Trail journal entry, 3/24/2012 - Gravel Springs Hut in Shenandoah

 Sitting in near silence, listening to birds and spring peepers. Content to be by myself in this shelter. Hoping for no boy scouts. Also hoping for no aggressive bears. I was privileged to be alone when two crossed skyline drive right in front of me on the way here.. And that's as close as I want to get. 


The weather is MUCH better than predicted, so far. Wishful thinking that it might stay that way, but a girl can hope. 

The owls are hooting away like crazy. It's like an owl rave out here. 

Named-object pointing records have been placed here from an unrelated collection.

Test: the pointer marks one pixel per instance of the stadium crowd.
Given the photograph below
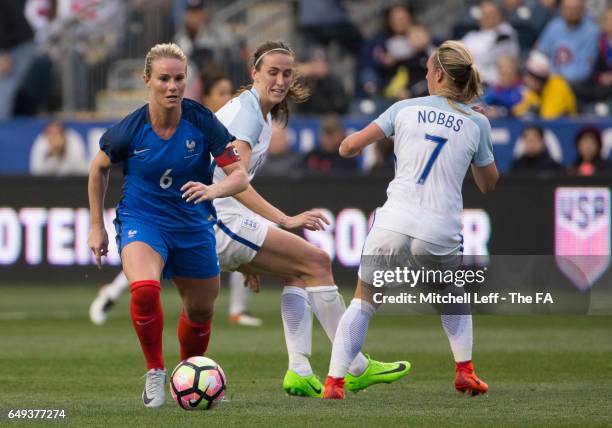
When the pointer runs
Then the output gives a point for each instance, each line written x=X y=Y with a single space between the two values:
x=541 y=59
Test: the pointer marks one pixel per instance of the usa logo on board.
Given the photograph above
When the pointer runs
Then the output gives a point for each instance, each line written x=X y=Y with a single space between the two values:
x=582 y=233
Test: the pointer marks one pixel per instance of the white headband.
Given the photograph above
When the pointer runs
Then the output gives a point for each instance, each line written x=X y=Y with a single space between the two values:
x=271 y=50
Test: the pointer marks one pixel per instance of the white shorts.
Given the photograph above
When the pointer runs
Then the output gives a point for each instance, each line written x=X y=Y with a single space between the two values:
x=239 y=237
x=386 y=250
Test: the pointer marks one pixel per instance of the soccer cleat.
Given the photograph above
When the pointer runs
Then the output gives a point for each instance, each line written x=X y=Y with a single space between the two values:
x=334 y=388
x=154 y=394
x=302 y=386
x=98 y=311
x=246 y=320
x=376 y=372
x=466 y=380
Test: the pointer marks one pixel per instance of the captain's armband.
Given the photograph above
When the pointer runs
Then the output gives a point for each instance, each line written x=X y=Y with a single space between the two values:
x=228 y=156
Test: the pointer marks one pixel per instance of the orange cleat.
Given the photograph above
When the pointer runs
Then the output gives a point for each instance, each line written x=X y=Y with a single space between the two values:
x=334 y=388
x=466 y=380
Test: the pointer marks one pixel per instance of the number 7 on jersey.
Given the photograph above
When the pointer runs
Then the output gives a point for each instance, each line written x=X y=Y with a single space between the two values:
x=440 y=141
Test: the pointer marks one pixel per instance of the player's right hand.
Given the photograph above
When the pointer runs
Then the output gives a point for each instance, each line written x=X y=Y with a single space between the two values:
x=98 y=243
x=311 y=220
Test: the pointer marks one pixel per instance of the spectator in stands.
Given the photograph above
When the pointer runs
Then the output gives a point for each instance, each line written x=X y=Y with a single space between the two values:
x=535 y=159
x=206 y=40
x=528 y=19
x=216 y=89
x=327 y=94
x=589 y=160
x=545 y=95
x=81 y=37
x=602 y=75
x=382 y=55
x=409 y=80
x=56 y=153
x=570 y=42
x=500 y=98
x=17 y=51
x=322 y=22
x=494 y=39
x=282 y=160
x=325 y=159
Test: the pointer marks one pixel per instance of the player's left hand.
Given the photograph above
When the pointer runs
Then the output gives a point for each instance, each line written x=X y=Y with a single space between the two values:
x=252 y=282
x=311 y=220
x=196 y=192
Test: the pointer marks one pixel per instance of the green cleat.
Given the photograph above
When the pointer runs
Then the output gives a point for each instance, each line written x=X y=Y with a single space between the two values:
x=302 y=386
x=376 y=372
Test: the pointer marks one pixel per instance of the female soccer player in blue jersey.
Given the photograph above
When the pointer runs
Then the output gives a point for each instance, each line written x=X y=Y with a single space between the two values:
x=437 y=138
x=246 y=243
x=165 y=146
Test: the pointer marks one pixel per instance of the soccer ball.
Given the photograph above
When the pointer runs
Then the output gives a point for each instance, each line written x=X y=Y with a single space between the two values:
x=197 y=383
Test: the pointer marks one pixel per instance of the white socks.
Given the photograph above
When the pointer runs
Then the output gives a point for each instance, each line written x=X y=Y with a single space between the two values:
x=350 y=336
x=297 y=324
x=118 y=286
x=239 y=294
x=328 y=306
x=458 y=328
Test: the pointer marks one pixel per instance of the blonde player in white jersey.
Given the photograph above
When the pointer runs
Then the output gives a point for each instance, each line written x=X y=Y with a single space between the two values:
x=246 y=242
x=437 y=139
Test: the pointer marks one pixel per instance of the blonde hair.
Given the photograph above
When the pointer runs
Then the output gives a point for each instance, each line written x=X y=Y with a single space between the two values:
x=464 y=85
x=163 y=50
x=297 y=92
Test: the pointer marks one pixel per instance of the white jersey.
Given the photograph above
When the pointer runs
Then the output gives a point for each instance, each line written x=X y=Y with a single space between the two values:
x=243 y=118
x=434 y=147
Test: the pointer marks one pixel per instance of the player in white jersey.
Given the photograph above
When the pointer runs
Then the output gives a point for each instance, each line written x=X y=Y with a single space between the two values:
x=437 y=139
x=246 y=242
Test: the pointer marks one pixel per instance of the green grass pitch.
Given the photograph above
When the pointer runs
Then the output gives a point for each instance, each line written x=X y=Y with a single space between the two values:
x=542 y=370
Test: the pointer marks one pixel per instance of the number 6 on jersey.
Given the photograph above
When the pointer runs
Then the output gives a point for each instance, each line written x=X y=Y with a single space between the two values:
x=440 y=141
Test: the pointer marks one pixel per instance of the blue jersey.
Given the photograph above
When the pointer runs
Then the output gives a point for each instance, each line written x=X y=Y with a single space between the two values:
x=155 y=169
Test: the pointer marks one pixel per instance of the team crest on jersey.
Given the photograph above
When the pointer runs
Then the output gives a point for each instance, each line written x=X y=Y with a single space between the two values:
x=582 y=233
x=250 y=224
x=190 y=144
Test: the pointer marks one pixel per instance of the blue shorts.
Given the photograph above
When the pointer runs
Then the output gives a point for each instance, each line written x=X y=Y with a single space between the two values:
x=190 y=254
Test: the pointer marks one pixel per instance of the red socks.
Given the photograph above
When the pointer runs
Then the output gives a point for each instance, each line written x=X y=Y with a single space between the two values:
x=193 y=337
x=148 y=320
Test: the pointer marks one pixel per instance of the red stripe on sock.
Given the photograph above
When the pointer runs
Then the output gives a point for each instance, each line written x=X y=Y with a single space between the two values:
x=193 y=337
x=148 y=320
x=465 y=365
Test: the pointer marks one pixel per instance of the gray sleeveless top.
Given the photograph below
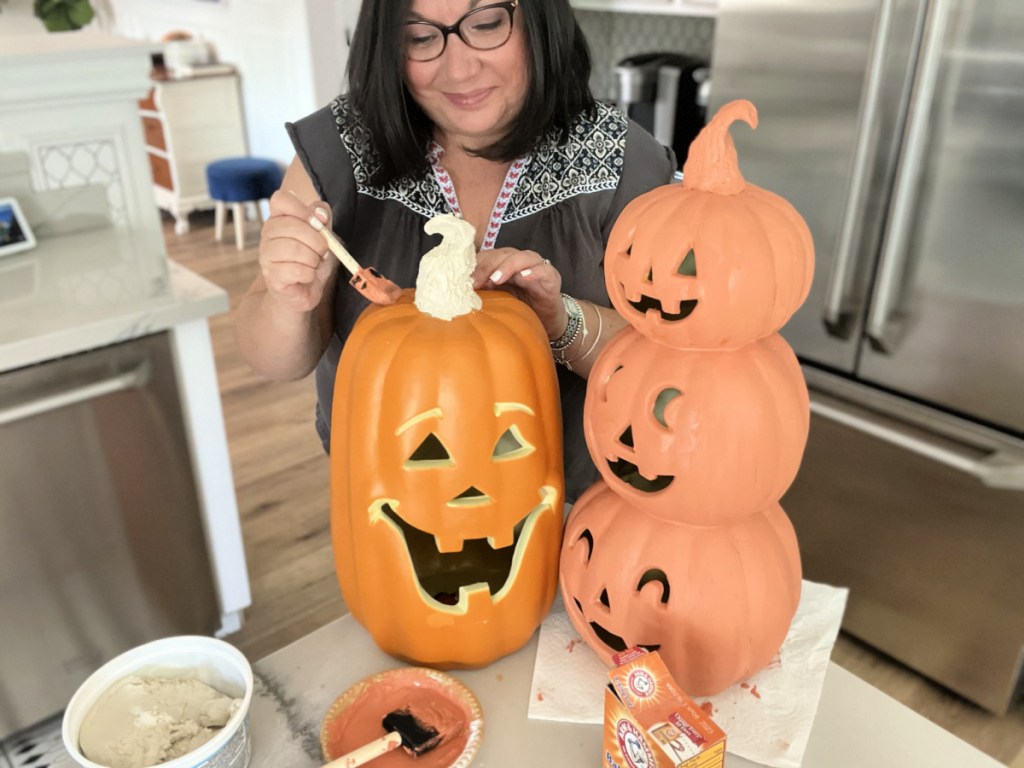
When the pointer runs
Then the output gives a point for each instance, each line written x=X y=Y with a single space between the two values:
x=562 y=205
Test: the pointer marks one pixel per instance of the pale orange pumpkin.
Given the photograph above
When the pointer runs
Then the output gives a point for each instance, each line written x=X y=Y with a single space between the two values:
x=715 y=602
x=698 y=436
x=446 y=487
x=714 y=262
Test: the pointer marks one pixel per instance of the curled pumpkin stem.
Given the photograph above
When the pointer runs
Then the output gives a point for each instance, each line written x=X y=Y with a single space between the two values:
x=712 y=164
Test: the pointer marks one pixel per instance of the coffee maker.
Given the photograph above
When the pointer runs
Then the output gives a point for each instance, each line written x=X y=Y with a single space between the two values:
x=667 y=93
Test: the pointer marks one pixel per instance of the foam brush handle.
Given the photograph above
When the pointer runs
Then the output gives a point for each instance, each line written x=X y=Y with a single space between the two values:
x=369 y=752
x=336 y=247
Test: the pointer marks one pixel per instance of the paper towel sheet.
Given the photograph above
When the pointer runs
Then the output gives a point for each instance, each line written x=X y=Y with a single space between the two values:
x=766 y=719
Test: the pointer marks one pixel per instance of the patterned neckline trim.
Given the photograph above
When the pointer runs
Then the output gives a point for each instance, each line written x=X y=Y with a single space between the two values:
x=446 y=187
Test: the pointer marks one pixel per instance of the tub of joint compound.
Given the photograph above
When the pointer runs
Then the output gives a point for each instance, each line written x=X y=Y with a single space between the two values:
x=212 y=662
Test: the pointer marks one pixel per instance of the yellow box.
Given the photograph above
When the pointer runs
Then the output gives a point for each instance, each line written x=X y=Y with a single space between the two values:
x=649 y=722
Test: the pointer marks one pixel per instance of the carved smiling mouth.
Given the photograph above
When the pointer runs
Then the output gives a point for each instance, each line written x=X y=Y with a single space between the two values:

I'm reading the register in what remains of the daylight. I forgot I left an entry last october. Sarge and Weaver signed it! How sweet, and wonderful, that I'll be seeing them tomorrow. 

It's getting dark. I can hear the spring burbling fifty feet away, invigorated by today's storms. The air smells moist. If it rains, if it storms, I wonder if the shelter will stay dry. I wonder if my duct tape patched tent would be drier. I certainly can't set it up in the shelter. It's one or the other. I suppose I'll stick with the dubious charms of the shelter and a quicker time packing up in the morning. Or so I tell myself. Perhaps I'm just lazy. Perhaps I hope another hiker will come in and I'll get to meet them. The register hasn't mentioned bears since last fall. I have hopes that I won't see one here, but the days have been warm and they will undoubtedly start including the shelter in their daily rounds very soon. 

As the dark gathers, my eyes become less useful and my ears automatically take over. The sounds of the woods haven't changed but I notice them more.  This is why I have earplugs. Otherwise my hypersensitive ears and subconscious will alert me to every falling leaf and broken twig. I already know that most sounds are made by beetles, squirrels, mice, and birds. Nevertheless every sound conjures a bear. Earplugs. For my sanity and my sleep. 

Either I should have brought twice as much scotch, or I'm a lush. Or both. I thought a cup was more than enough for both nights, but it looks like I'm finishing it tonight. I should sleep extremely well. I'll blame my hangover on theoretical mice. 

Fog crept in while I wasn't looking. I was only fooling myself. The weather is going to suck tomorrow. 

Watching the night slowly get darker is the most peaceful thing I've done since Maine.